Homocysteine and its relation to B-vitamins in Graves’ disease before and after treatment: effect modification by smoking

Authors


Dr Bjørn G. Nedrebø, Department of Biochemical Endocrinology, Haukeland University Hospital, N-5021 Bergen, Norway (fax: +47 55975814; e-mail: bjorn.nedrebo@ikb.uib.no).

Abstract

Abstract. Nedrebø BG, Hustad S, Schneede J, Ueland PM, Vollset SE, Holm PI, Aanderud S, Lien EA (University of Bergen; Haukeland University Hospital, Bergen; and Haugesund Hospital, Haugesund; Norway). Homocysteine and its relation to B-vitamins in Graves’ disease before and after treatment: effect modification by smoking. J Intern Med 2003; 254: 504–512.

Objectives. To investigate plasma total homocysteine levels and its relation to B-vitamins and smoking in Graves’ disease before and after antithyroid therapy.

Design. A longitudinal study taking place at four hospitals in Norway.

Methods and subjects. Plasma total homocysteine, serum folate, serum cobalamin and riboflavin, flavin mononucleotide and flavin adenine dinucleotide in plasma were investigated in 182 patients with hyperthyroidism before treatment. The same parameters were reinvestigated in 112 of these patients after attaining euthyroid state.
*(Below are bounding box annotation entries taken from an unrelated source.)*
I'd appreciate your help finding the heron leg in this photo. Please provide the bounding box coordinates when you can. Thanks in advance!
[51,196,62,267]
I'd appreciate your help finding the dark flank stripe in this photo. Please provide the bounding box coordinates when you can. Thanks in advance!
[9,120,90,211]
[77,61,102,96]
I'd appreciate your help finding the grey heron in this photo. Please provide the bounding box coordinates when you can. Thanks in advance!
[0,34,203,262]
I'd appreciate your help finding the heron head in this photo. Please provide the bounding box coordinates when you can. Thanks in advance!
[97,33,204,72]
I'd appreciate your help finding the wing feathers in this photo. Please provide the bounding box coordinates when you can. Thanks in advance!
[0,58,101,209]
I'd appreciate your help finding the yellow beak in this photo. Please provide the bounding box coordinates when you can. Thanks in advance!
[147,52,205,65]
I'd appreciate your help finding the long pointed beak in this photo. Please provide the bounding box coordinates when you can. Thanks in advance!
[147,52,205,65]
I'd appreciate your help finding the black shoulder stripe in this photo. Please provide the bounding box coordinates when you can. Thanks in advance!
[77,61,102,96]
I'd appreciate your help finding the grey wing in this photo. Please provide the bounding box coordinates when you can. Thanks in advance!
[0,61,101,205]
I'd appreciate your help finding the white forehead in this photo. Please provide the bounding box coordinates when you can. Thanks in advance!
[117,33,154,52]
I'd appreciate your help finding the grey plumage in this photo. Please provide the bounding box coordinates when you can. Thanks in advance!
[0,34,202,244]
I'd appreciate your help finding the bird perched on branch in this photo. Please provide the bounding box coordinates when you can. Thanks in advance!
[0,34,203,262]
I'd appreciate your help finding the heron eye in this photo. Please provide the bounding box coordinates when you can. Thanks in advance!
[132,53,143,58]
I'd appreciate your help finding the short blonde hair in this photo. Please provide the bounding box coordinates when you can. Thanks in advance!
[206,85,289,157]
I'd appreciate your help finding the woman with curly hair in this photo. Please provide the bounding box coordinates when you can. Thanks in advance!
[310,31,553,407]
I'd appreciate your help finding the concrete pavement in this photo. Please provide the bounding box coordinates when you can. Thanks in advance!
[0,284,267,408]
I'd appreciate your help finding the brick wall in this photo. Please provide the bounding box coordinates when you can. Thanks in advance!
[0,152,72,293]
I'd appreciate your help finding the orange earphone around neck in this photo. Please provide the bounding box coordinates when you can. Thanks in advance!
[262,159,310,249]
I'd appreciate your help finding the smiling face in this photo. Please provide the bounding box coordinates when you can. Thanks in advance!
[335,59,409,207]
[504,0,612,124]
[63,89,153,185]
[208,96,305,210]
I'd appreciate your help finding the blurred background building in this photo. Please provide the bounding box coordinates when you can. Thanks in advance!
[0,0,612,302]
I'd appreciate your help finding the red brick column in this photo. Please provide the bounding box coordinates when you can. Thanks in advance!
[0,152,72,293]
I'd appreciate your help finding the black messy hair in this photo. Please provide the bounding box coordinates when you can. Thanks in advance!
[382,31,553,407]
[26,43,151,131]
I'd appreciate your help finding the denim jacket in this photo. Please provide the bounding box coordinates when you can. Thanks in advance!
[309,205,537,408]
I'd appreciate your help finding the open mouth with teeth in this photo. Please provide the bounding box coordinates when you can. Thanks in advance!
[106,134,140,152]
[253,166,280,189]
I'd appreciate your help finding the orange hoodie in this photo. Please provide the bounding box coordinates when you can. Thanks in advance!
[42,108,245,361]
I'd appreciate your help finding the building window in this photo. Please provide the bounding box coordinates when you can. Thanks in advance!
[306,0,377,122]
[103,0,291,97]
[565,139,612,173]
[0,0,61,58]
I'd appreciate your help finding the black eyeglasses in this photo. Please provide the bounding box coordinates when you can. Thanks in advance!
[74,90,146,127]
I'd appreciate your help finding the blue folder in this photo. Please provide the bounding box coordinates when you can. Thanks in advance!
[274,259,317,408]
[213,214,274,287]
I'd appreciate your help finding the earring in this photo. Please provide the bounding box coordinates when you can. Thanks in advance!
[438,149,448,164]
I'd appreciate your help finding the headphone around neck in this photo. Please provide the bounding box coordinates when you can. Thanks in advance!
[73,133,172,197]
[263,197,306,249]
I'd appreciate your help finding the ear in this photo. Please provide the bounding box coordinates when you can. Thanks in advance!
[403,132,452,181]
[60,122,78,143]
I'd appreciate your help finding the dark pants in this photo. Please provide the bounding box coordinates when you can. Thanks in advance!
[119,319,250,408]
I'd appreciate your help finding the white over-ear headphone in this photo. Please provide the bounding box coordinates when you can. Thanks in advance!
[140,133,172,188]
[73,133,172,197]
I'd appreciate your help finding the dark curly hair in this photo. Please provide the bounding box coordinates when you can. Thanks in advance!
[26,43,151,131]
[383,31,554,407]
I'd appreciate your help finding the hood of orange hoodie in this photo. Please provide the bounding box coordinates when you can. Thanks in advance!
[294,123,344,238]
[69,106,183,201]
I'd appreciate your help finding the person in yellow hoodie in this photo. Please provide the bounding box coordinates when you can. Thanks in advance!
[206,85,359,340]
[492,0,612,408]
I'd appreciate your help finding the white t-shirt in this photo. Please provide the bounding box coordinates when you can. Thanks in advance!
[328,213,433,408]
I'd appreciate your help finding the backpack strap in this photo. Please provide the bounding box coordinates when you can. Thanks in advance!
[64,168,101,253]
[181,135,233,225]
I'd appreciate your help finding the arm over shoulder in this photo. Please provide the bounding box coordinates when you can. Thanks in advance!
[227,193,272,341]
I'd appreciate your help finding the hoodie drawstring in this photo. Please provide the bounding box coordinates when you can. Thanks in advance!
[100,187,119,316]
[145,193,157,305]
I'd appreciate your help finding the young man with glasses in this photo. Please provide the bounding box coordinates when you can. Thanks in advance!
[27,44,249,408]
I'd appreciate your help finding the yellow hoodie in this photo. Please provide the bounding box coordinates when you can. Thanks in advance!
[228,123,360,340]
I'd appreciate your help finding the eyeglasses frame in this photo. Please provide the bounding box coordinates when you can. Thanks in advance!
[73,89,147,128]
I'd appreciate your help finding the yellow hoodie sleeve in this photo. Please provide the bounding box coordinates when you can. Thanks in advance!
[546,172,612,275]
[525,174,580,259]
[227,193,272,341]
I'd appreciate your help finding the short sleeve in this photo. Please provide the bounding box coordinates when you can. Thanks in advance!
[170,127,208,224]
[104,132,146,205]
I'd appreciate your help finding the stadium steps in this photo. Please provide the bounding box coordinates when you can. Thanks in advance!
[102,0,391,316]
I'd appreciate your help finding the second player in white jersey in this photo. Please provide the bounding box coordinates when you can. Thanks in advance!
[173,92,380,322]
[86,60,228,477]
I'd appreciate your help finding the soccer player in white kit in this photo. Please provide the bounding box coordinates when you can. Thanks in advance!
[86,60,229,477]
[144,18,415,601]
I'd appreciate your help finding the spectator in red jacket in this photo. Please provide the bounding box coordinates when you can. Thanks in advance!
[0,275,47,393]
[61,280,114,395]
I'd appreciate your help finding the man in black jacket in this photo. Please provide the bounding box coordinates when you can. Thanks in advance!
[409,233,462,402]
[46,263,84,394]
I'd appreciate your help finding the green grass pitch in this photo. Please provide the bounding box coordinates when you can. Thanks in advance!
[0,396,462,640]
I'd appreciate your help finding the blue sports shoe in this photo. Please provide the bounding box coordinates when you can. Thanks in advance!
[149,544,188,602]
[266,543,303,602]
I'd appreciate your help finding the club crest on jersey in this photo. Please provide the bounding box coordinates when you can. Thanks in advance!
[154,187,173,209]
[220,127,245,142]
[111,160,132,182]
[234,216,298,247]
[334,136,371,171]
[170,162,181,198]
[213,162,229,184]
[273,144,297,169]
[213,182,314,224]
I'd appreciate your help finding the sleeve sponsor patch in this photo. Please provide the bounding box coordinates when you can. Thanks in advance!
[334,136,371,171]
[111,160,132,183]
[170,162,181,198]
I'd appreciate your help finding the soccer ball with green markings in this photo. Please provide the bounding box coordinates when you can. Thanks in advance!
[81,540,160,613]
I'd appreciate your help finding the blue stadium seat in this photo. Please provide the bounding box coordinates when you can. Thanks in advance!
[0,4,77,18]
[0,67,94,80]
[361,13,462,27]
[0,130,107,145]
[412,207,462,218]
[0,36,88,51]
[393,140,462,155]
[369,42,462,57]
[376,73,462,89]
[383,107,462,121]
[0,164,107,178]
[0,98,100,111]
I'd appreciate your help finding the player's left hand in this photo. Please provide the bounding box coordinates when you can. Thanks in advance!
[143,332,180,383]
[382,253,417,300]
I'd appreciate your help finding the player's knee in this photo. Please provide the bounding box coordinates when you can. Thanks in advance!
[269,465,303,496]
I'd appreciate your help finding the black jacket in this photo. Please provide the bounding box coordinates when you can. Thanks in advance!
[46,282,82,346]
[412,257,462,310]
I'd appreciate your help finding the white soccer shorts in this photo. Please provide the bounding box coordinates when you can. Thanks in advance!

Results. In hyperthyroidism, plasma total homocysteine was low, and inversely related to folate, cobalamin and riboflavin, and positively related to serum creatinine and age. Following antithyroid therapy, total homocysteine increased and the concentration of folate, cobalamin, riboflavin, flavin mononucleotide and flavin adenine dinucleotide decreased significantly. The most pronounced reduction (35%) was observed for flavin mononucleotide. In the hyperthyroid state, smokers had lower levels of folate and flavin mononucleotide than non-smokers. After restoration of euthyroidism, both folate and riboflavin were significantly lower in smokers than non-smokers. Plasma total homocysteine increased according to decreasing quartiles of B-vitamins. For riboflavin, this relation was confined to smokers.

Conclusion. Plasma total homocysteine changes according to thyroid status. These changes may be partly attributable to altered folate, cobalamin but also riboflavin status, particulary in smokers.